There I was, October 2009. A fresh college graduate who had the misfortune of receiving my degree at quite literally the worst time in history until now. The economy was in the tank and I was applying for dozens of jobs per week with absolutely nothing to show for it. I couldn’t even get a job at Wendy’s (which is probably for the best: Jr. Bacon Cheeseburgers … yum!) so I took the advice I saw everywhere on the internet and went to a networking event.
The thing is, I don’t do well in large groups. I’m a textbook introvert. In fact, a friend and former boss has me in her phone as “Introvert King.” It’s not that I don’t like people, it’s that I am extremely uncomfortable striking up a conversation from scratch with a stranger. Even remembering that event all these years later makes my hands sweaty. But, I knew that the best way to get my foot in the door and possibly get a job was to get in front of the decision-makers and network.
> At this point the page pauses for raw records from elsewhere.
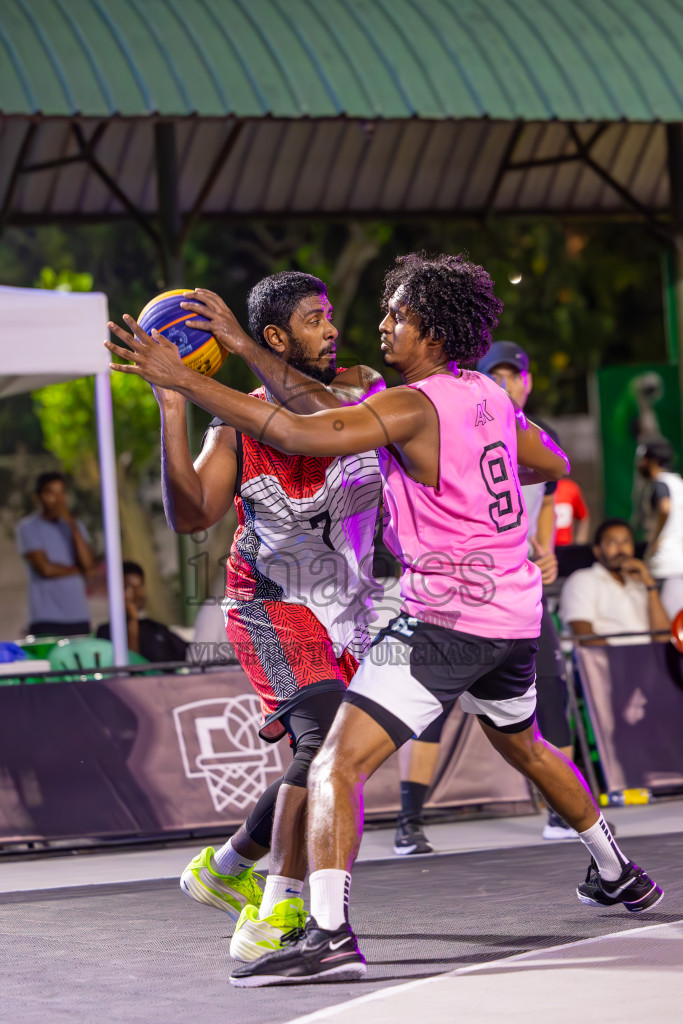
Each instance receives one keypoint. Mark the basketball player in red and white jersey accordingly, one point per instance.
(298, 578)
(451, 441)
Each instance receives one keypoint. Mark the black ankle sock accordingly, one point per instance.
(412, 801)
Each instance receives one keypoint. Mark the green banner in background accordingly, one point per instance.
(637, 403)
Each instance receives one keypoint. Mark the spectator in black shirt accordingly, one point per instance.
(148, 638)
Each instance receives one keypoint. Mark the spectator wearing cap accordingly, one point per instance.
(617, 594)
(664, 517)
(56, 548)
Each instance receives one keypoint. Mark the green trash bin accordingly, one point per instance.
(86, 655)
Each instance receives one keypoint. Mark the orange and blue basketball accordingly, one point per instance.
(199, 349)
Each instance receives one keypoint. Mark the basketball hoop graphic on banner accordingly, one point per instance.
(219, 741)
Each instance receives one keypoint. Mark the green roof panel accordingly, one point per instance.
(368, 59)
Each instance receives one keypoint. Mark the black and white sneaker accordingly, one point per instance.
(556, 827)
(411, 839)
(309, 953)
(633, 889)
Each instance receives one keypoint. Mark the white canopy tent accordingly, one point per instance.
(50, 337)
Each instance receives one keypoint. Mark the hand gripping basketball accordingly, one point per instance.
(677, 632)
(199, 348)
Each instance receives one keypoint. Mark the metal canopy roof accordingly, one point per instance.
(338, 107)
Thankfully, I eventually found a job that has led me to a career I love and I think a significant amount of my passion for helping people find great jobs comes from the fact that I had such a hard time landing one after college. I still give job-seekers the advice to network, but I know that for many of us who are introverted, that advice is like asking them to climb Everest: not going to happen.
However, introverts have so much to offer the workplace if they can just get in the door! So, here are a few tips this proud introvert has learned about how to succeed at networking in an extrovert’s world.
Go With A Friend
Any time you’re learning a new skill (and let’s face it: networking is ABSOLUTELY a skill), having an expert to watch and help is incredibly beneficial. So, if you’re new to the networking game, call someone you trust who you know is great at it and ask to tag along. For your first time, you don’t even need to step too far out of your comfort zone. Simply having someone help you introduce yourself to strangers can be a huge help in overcoming the discomfort or anxiety that often accompanies introverts in these situations. The goal isn’t to mimic them, because you want to be yourself, but breaking the ice is often the most difficult part.
Find A Job
Even though I’ve been to numerous networking events, I still use this trick. A week or so before the event, email the person in charge and ask if there’s anything they need help with on the day of the event. Maybe you can pour drinks or greet people at the door. Having something to do OTHER than just talking to strangers can be a fantastic way to start a conversation. Everyone likes the person who pours their wine or opens their beer, and once that door is open it’s usually quite easy to keep the conversation going.
While networking “events,” where the entire point is to get together in a room with strangers and talk to them, are the most common form of networking, they are by no means the only or even the most effective way to network.
Many other events that fall under the networking umbrella have incredible potential but provide something to do other than just talk. If your local business organization is looking for ways to give back, suggest sorting food at the local food bank, or helping Habitat for Humanity with a job. Most large communities have a Ronald McDonald House, and they can almost all use help occasionally. Getting together with like-minded professionals not only provides a great way to meet new people, but you also help your community at the same time.
For an introvert like me, networking can be anxiety-inducing, and that fear has kept me from doing it on many occasions. However, with a few simple tricks up your sleeve, you can get the benefits from a networking event all while being your true self.